One of the most fascinating things about this experience for me has been how surprisingly calm I am for the majority of the day. Had you asked me months ago what I would be like if my marriage ended I would have said “an absolute disaster.” I would have envisioned hours of crying and inability to sleep, days of skipping work and staring into space, weeks of begging and doing nothing but sleep. And yet, it has been none of those. Although I have cried, I have also slept. I have not missed a day of work…in fact, I have been coming early and leaving late. I want nothing to do with staring into space. I have not begged.
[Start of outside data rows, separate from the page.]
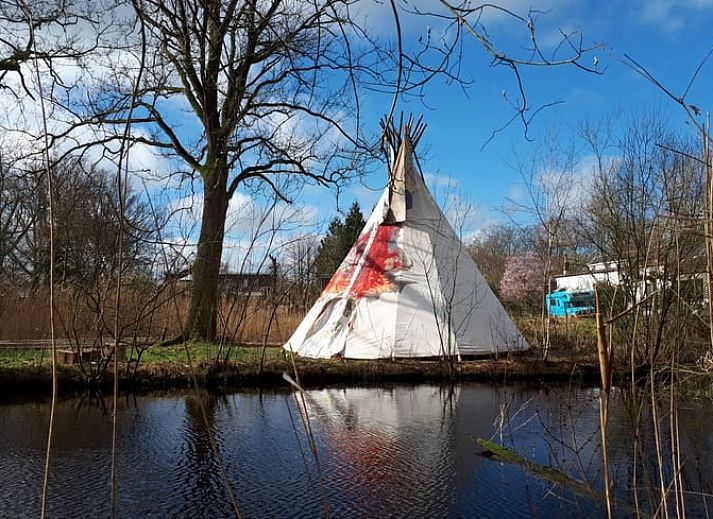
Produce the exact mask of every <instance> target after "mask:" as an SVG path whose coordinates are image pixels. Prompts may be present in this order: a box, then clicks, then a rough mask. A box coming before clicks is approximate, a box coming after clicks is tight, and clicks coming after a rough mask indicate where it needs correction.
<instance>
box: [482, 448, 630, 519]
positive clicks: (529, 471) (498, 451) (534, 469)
mask: <svg viewBox="0 0 713 519" xmlns="http://www.w3.org/2000/svg"><path fill="white" fill-rule="evenodd" d="M475 442H476V443H477V444H478V445H480V446H481V447H483V449H485V450H484V451H483V452H481V453H480V455H481V456H484V457H486V458H489V459H492V460H493V461H499V462H501V463H509V464H512V465H520V466H521V467H523V468H525V469H527V470H528V471H529V472H530V473H532V475H533V476H535V477H536V478H538V479H541V480H543V481H547V482H549V483H554V484H556V485H560V486H562V487H564V488H566V489H568V490H570V491H572V492H573V493H575V494H577V495H580V496H583V497H588V498H591V499H593V500H594V501H597V502H599V503H603V504H606V502H607V496H606V495H605V494H604V492H599V491H597V490H594V489H593V488H592V487H591V486H590V485H588V484H586V483H582V482H581V481H578V480H576V479H574V478H573V477H571V476H569V475H567V474H565V473H564V472H562V471H561V470H557V469H553V468H552V467H547V466H545V465H540V464H539V463H535V462H534V461H530V460H527V459H525V458H523V457H522V456H520V455H519V454H518V453H517V452H515V451H513V450H511V449H508V448H507V447H504V446H502V445H500V444H497V443H495V442H492V441H490V440H484V439H482V438H476V440H475ZM612 504H614V506H615V507H616V508H618V509H619V510H620V511H626V512H629V513H636V509H635V508H634V507H633V506H631V505H629V504H627V503H622V502H620V501H614V502H613V503H612Z"/></svg>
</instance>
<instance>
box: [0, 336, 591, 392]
mask: <svg viewBox="0 0 713 519" xmlns="http://www.w3.org/2000/svg"><path fill="white" fill-rule="evenodd" d="M188 347H189V351H190V355H191V362H190V363H189V362H188V358H187V354H186V348H185V347H184V346H183V345H178V346H169V347H161V346H153V347H151V348H149V349H148V350H147V351H146V352H145V353H144V355H143V356H142V360H141V363H140V364H139V366H138V369H137V370H136V372H135V373H131V370H129V372H128V373H127V369H126V366H125V365H124V366H122V369H121V379H120V384H121V386H122V388H124V389H133V390H139V391H144V390H153V389H166V388H181V387H188V386H191V385H192V384H193V376H195V378H196V382H197V383H198V384H199V385H200V386H202V387H208V388H224V389H228V388H237V387H245V386H261V387H274V386H277V385H286V382H285V381H284V379H283V378H282V374H283V372H287V373H289V374H290V375H292V376H294V366H293V364H292V361H291V359H290V358H289V356H287V355H285V354H284V352H283V350H282V349H281V348H275V347H270V348H267V350H266V352H265V359H264V365H263V369H262V371H261V370H260V359H261V353H262V352H261V348H258V347H245V346H240V347H238V346H234V347H232V348H231V349H230V353H229V361H228V362H224V363H223V362H220V363H219V362H216V356H217V353H218V351H219V350H218V346H217V345H214V344H202V343H199V344H190V345H189V346H188ZM295 366H296V368H297V373H298V375H299V379H300V382H301V383H302V384H303V385H304V386H307V387H314V386H320V385H325V384H337V383H345V384H373V383H380V382H422V381H423V382H426V381H439V380H450V379H454V380H498V381H509V380H513V381H514V380H533V381H536V380H543V381H544V380H569V379H571V378H576V379H579V380H585V381H596V380H597V377H598V372H597V368H596V364H595V363H594V362H593V361H592V360H588V361H586V362H584V361H580V360H575V359H572V358H565V357H562V356H560V357H555V358H552V360H550V361H548V362H543V361H542V360H541V359H539V356H538V355H537V354H536V353H525V354H520V355H515V356H511V357H501V358H498V359H495V358H487V359H477V360H467V361H464V362H460V363H457V364H455V365H453V366H452V369H451V367H449V366H448V365H446V364H444V363H442V362H440V361H438V360H430V361H423V360H397V361H388V360H379V361H354V360H348V361H344V360H308V359H296V360H295ZM109 371H110V370H108V371H107V373H106V374H105V376H104V377H103V378H102V379H101V380H99V381H97V382H96V383H92V384H89V383H87V380H86V377H85V376H84V375H83V374H82V372H81V371H80V369H79V367H78V366H76V365H60V366H59V386H60V391H62V392H64V393H68V392H74V391H82V390H86V389H88V388H101V389H109V388H110V387H111V383H112V380H111V373H110V372H109ZM50 384H51V369H50V359H49V355H48V354H47V352H43V351H40V350H32V351H0V393H1V394H4V395H12V394H25V393H49V390H50V387H51V386H50Z"/></svg>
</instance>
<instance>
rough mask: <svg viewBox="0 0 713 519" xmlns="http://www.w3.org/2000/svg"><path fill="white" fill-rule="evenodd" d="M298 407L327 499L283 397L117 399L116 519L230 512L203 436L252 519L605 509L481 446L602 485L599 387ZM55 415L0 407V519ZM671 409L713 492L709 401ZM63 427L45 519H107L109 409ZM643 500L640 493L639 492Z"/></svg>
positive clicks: (75, 404)
mask: <svg viewBox="0 0 713 519" xmlns="http://www.w3.org/2000/svg"><path fill="white" fill-rule="evenodd" d="M662 406H665V403H663V404H662ZM306 409H307V414H308V419H309V423H310V425H311V428H312V431H313V433H314V439H315V444H316V448H317V453H318V457H319V460H320V462H321V475H322V478H323V481H324V489H323V491H324V494H322V488H321V487H320V483H319V480H320V478H319V473H318V470H317V464H316V462H315V459H314V456H313V455H312V453H311V452H310V449H309V442H308V438H307V434H306V432H305V428H304V427H303V426H302V421H301V420H302V418H301V415H300V413H301V406H298V405H297V403H296V401H295V399H294V396H293V395H292V393H287V392H271V393H264V394H263V393H252V392H242V393H236V394H232V395H224V396H214V395H203V396H200V397H199V396H196V395H193V394H172V395H150V396H140V397H135V398H134V397H127V398H122V400H121V407H120V425H119V427H120V429H119V430H120V437H121V440H120V445H119V495H120V514H121V517H147V516H153V517H232V516H233V513H232V508H231V506H230V501H229V498H228V494H227V493H226V490H225V485H224V481H223V479H222V477H221V473H220V470H219V466H218V458H217V457H216V452H215V451H214V449H213V448H212V446H211V442H210V435H211V434H212V435H213V436H214V438H215V441H216V444H217V446H218V449H219V452H220V456H221V460H222V461H223V463H224V465H225V467H226V469H227V471H228V473H229V475H230V478H231V480H232V482H233V484H234V488H235V490H236V493H237V497H238V502H239V503H240V506H241V511H242V512H243V514H244V516H245V517H319V516H320V515H321V514H322V511H323V508H322V496H323V495H324V497H325V498H326V501H327V503H328V507H329V509H330V511H331V512H332V514H333V515H334V516H336V517H458V516H461V517H502V516H503V515H508V516H510V517H531V516H533V515H537V516H540V517H558V516H564V515H566V516H579V517H600V516H601V515H602V513H603V509H602V508H601V506H600V505H599V504H597V502H596V500H594V499H592V498H590V497H587V496H581V495H575V494H573V493H572V492H569V491H568V490H566V489H563V488H561V487H560V486H557V485H553V484H552V483H551V482H547V481H542V480H539V479H537V478H535V477H533V475H532V474H531V473H528V472H527V471H525V470H524V469H523V468H521V467H519V466H516V465H504V464H501V463H497V462H494V461H492V460H490V459H487V458H483V457H481V456H479V455H478V453H479V451H480V450H481V449H480V448H479V447H478V446H477V445H476V444H475V441H474V439H475V438H477V437H482V438H490V437H494V439H495V440H497V441H499V442H502V443H505V444H508V445H512V446H514V447H515V448H516V449H517V450H518V451H519V452H520V453H521V454H522V455H523V456H525V457H527V458H528V459H530V460H533V461H536V462H538V463H542V464H546V465H549V466H554V467H557V468H561V469H563V470H565V471H566V472H567V473H568V474H569V475H571V476H572V477H575V478H576V479H578V480H580V481H589V482H591V484H592V485H593V486H594V487H595V488H597V489H599V490H601V488H602V485H601V461H600V459H601V454H600V452H599V436H598V434H599V433H598V412H599V411H598V394H597V392H596V390H593V389H580V388H571V387H567V386H558V387H550V388H547V387H531V386H530V387H528V386H486V385H479V384H467V385H460V386H451V387H443V388H442V387H435V386H429V385H420V386H394V387H382V388H331V389H322V390H314V391H309V392H308V393H307V395H306ZM662 411H664V409H663V407H662ZM48 412H49V409H48V406H47V405H46V403H37V402H16V403H9V404H4V405H0V469H1V470H0V517H35V516H37V514H38V510H39V493H40V488H41V478H42V460H43V455H44V446H45V441H46V433H47V431H46V427H47V418H48ZM679 413H680V415H681V420H680V423H681V444H682V446H683V447H684V452H683V462H684V469H685V470H684V476H685V483H686V486H687V488H688V489H689V490H690V491H691V492H694V491H695V492H696V493H710V492H711V489H712V488H711V481H713V478H712V477H711V475H710V473H709V467H710V466H711V462H712V461H713V459H711V457H712V456H711V452H712V450H711V448H712V447H713V434H712V431H713V411H711V409H710V405H709V402H706V401H691V402H684V403H682V405H681V406H680V409H679ZM661 416H665V413H662V414H661ZM630 417H631V415H630V414H629V413H628V412H627V411H626V408H625V406H624V405H623V401H622V399H621V397H617V398H615V400H614V403H613V407H612V415H611V418H610V433H611V440H610V443H611V446H612V447H611V453H610V457H611V463H612V476H613V479H614V481H615V486H614V489H615V493H616V496H617V499H620V500H626V501H629V502H631V500H632V496H633V492H632V488H631V481H632V471H633V470H635V469H636V470H638V471H639V472H638V473H639V474H642V473H644V472H646V473H647V474H648V475H649V476H650V477H651V478H653V477H654V476H655V475H656V473H655V472H652V471H653V470H654V469H655V467H656V465H655V463H654V462H655V456H653V452H654V451H653V450H652V445H653V438H652V436H651V432H650V431H647V430H642V432H641V434H640V435H639V444H640V455H639V456H638V461H637V463H633V462H632V449H633V445H634V442H633V440H634V436H633V434H632V433H633V427H632V425H631V423H632V422H631V419H630ZM664 422H665V420H663V421H662V426H663V428H664V430H666V423H664ZM56 423H57V432H56V434H57V436H56V438H55V445H56V448H55V451H54V453H53V469H52V475H51V493H50V513H51V515H52V516H55V517H106V516H108V511H109V465H110V463H109V461H110V441H111V417H110V415H109V414H107V413H106V412H105V410H104V409H103V408H102V406H101V405H100V404H99V403H98V402H97V401H96V400H93V399H88V398H85V399H71V400H65V401H62V402H60V403H59V405H58V409H57V421H56ZM666 470H668V471H670V469H669V468H667V469H666ZM642 481H643V480H642ZM651 481H654V483H655V480H654V479H651ZM654 486H655V485H654ZM642 487H646V485H643V484H642ZM640 497H641V499H642V502H645V501H646V500H647V499H648V496H647V491H646V489H645V488H642V489H641V492H640ZM707 504H708V505H711V504H713V501H709V502H708V503H707ZM704 505H705V502H704V498H703V497H701V496H699V495H697V494H693V493H691V494H690V496H689V508H688V510H687V511H688V514H689V516H697V515H699V514H703V513H704V512H705V508H704ZM619 515H626V514H625V511H624V510H623V509H622V510H620V514H619Z"/></svg>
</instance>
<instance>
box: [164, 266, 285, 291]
mask: <svg viewBox="0 0 713 519" xmlns="http://www.w3.org/2000/svg"><path fill="white" fill-rule="evenodd" d="M171 277H173V278H174V279H175V280H176V281H177V283H178V284H180V285H182V286H183V287H184V288H186V289H188V288H189V287H190V286H191V284H192V283H193V276H192V275H191V274H190V273H189V272H188V271H183V272H180V273H178V274H172V275H171ZM274 288H275V277H274V276H273V275H272V274H263V273H260V272H243V273H241V272H221V273H220V274H218V292H219V293H220V294H221V295H239V296H251V297H266V296H269V295H270V294H272V292H273V290H274Z"/></svg>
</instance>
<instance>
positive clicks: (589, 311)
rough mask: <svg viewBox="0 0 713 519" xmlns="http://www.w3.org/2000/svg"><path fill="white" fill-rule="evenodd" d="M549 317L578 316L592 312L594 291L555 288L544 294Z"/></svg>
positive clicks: (593, 301) (590, 312) (564, 316)
mask: <svg viewBox="0 0 713 519" xmlns="http://www.w3.org/2000/svg"><path fill="white" fill-rule="evenodd" d="M545 301H546V302H547V313H548V314H549V316H550V317H578V316H581V315H590V314H593V313H594V292H593V291H592V290H587V291H584V292H569V291H567V290H557V291H556V292H551V293H549V294H547V295H546V296H545Z"/></svg>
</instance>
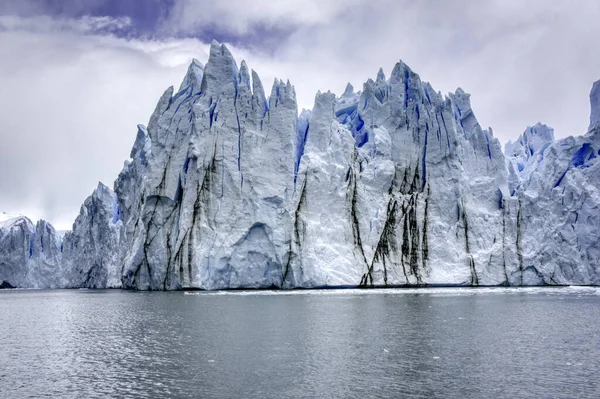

I have not spent a single, entire day in bed.
But there are moments…
When I walk across my work campus alone and I have to suddenly hold my breath because I fear the next one will bring with it uncontrollable tears.
When I hear someone say “husband” on the radio while driving and I grip the steering wheel a little tighter.
When I scroll through wedding posts, engagement announcements, or gender reveal pictures on Facebook and I close my eyes and take a deep breath.
When I hear Adele’s “When We Were Young” at a Dunkin Donuts as I stand in line waiting to order my medium coffee light and sweet (or cold brew black) and I pretend I’m fixing my eyeliner when really I’m just letting the tears pool on to the side of my fingers.
When I see someone who does not yet know and I avoid contact as I chant in my head “please don’t ask, please don’t ask.”
When I’m laughing with a friend or coworker and suddenly I feel like I’m two people at once – one who is going to be ok and another who wonders if she ever will be.
When I notice the clock getting closer to the end of the work day, signaling the time to return to a home I didn’t ask for, and I can actually feel a rope connecting my heart and throat as if they are playing tug-of-war.
When I’m out with friends having a seemingly good time and a memory makes its way into my head so I make fists, pressing my nails into my palms because I heard that your body can’t feel pain in two places at once.
And you can’t. Your brain also can’t handle dealing with so much hurt…so it doesn’t. So for most of the day you’re fine, and smiling, and laughing, and telling yourself you will rise above this.
But there are moments. Too many moments.